I have this special gift. If there’s an obstacle to writing, I will find it, give it a name, and then trip on it and fall on my face. It comes naturally, I don’t have to work at it.
The obstacle that gave me the most trouble this summer is something I’m now calling editing block. It’s like writer’s block, but worse. The bright side is that I had several other projects to work on, so I still made progress on my overall writing goals. But there’s this book that has been haunting me, and not just because it’s a horror novel.
I have often thought that I’d like to work toward being the type of author who outlines, but this book is making me realize that no amount of planning can ease the angst over editing a manuscript. The part of the book I outlined the most, is the part that is now giving me the greatest trouble. Recently though, I’ve found some creative ways around my block, and I’m starting to make real progress on editing.

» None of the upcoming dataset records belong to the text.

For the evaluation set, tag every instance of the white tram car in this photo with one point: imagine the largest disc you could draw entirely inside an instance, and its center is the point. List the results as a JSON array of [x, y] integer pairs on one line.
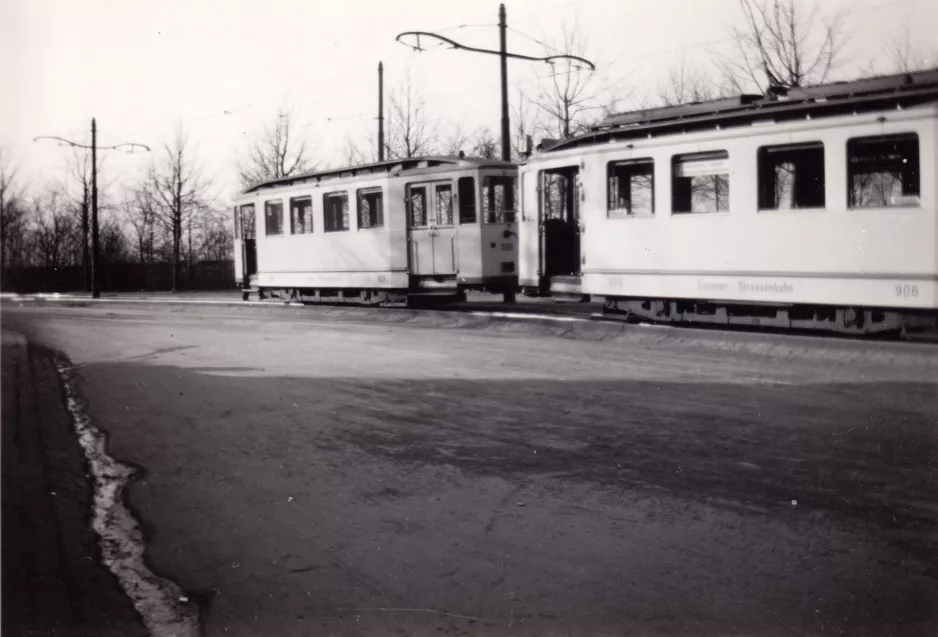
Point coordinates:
[[815, 209], [380, 233]]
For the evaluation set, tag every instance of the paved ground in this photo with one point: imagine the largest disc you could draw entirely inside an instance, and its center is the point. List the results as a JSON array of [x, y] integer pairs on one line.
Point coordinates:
[[53, 583], [307, 477]]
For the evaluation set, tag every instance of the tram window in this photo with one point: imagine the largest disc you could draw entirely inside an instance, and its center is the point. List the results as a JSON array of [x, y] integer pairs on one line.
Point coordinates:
[[273, 218], [467, 199], [335, 211], [883, 171], [701, 183], [418, 207], [631, 188], [791, 176], [498, 199], [560, 192], [301, 215], [444, 205], [370, 208], [248, 226]]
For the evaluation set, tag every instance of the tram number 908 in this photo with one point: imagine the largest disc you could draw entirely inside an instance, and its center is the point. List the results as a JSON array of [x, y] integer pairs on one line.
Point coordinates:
[[906, 291]]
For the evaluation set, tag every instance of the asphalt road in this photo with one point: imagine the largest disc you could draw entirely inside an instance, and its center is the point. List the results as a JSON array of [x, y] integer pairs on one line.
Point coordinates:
[[308, 477]]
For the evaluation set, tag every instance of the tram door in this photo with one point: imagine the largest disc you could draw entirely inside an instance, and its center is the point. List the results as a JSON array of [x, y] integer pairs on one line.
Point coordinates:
[[245, 229], [431, 228], [560, 221]]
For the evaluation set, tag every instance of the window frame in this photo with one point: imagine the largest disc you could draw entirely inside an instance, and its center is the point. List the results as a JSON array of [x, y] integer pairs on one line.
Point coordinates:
[[267, 205], [767, 149], [443, 185], [427, 194], [714, 155], [252, 226], [628, 212], [359, 196], [346, 211], [309, 224], [474, 203], [488, 185], [903, 136]]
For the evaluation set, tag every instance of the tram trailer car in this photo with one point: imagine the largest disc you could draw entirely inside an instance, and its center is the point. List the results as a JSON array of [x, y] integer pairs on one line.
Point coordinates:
[[380, 233], [812, 210]]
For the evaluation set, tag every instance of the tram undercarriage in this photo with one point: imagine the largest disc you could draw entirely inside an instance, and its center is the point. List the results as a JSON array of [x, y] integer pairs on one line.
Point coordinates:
[[843, 320]]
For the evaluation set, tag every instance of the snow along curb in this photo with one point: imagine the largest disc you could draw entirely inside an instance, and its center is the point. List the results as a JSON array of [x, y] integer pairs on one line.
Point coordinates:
[[165, 610]]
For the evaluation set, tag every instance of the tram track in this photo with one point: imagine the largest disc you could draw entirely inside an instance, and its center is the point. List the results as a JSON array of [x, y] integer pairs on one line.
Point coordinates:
[[547, 311]]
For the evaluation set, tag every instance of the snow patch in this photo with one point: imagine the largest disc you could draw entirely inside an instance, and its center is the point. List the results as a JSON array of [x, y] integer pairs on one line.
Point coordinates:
[[165, 609]]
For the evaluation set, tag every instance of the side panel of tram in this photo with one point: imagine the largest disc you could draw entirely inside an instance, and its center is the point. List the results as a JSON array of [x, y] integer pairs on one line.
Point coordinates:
[[837, 212], [416, 231]]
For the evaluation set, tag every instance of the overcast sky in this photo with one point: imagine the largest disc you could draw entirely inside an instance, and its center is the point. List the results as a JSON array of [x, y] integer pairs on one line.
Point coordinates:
[[222, 68]]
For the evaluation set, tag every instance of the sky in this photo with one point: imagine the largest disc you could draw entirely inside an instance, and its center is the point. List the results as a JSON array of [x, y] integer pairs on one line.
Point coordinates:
[[220, 70]]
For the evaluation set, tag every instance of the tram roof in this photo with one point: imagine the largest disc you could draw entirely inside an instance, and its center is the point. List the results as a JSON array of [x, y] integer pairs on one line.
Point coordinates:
[[392, 166], [900, 90]]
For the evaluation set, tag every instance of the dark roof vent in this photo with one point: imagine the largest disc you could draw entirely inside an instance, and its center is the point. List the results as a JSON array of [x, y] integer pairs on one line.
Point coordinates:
[[679, 111]]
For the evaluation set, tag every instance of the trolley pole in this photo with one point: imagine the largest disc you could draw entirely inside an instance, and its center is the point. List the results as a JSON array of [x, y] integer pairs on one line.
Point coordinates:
[[95, 283], [95, 280], [503, 55], [380, 111]]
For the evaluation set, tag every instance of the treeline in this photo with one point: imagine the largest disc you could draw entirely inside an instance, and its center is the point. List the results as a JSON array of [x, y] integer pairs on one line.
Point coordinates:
[[171, 216], [168, 217]]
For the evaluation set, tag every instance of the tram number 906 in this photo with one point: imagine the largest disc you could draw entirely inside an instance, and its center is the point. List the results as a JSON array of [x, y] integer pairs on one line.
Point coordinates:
[[906, 291]]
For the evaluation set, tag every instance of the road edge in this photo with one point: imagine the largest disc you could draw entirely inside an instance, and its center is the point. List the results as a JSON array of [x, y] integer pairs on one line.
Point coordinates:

Let me tell you about the biggest issues that have hung me up. I wrote this story in chronological order, following a curse that has plagued a family for generations. The story begins in 1775 and runs through the present with the present-day characters making up most of the story. The first problem was that I wanted my present-day characters to lead the story with the events from the past being sifted in throughout the book. So I pulled eleven chapters from the front of the book to be worked back in later.
The next issue was also in those eleven chapters. I had a character who did not have a strong enough motivation for some of her actions. The problem was that when I conceptualized her scenes, I thought her motivation was strong enough, but they were really plot driven motivations (because I needed her to do them to further the plot) and not character driven. The result was that her character was flat and unlikable. She was a puppet doing what I told her to do, but even once the problem was pointed out, I wasn’t sure how to resolve it.
I started editing the chapters, knowing what I needed to change, but not yet how. I marked the spots that I knew needed to be cut to make room for what I hoped would be more vibrant scenes that would reveal her motivation and get the reader to care about her. As I pushed through the printed pages and marked the edits that I knew how to make, an idea started forming. By the time I was ready to make the edits on the computer, I had her motivation worked out. I ran it by a few people who had read the earlier version and when their eyes lit up, I knew I finally had a believable motivation.
The next problem came when I made my way through the eleven chapters and still had no idea where they fit back in the book. I have this sense about it, and I know my brain is working out the puzzle, but I don’t have the answer yet. So I implemented the strategy that has kept me moving on this editing up to this point, and that strategy is called “worry about it later.”
I opened a new document and plugged in the eleven chapters and started making my edits, adding my new scenes to reveal my character’s motivations, and deleting huge sections that no longer worked. I’ve now made it through thirty pages of transferring the handwritten edits into my manuscript and the more I finish, the more motivated I am to keep going. And all the while, in the back of my mind I’m working on where to plug in these chapters. Maybe I’ll have it worked out by the time I get through these handwritten edits, or perhaps I’ll have to move onto the next section of the book. Regardless, I plan to work around the problems I haven’t figured out yet instead of letting them stall my progress.
I’m so excited that I’m going to leave this post to edit.
Tell me about your struggles with editing. I’d love to know I’m not in this boat alone. And I’ll add a note here that usually editing is quite relaxing for me, particularly if it’s someone else’s manuscript, because all I have to do is point out the brilliant parts that I love or identify the problems and offer suggestions. I don’t have to make the changes. In truth though, I think the real issue is fear. Once I’m done editing, I’ll have to start submitting it and that’s a huge step.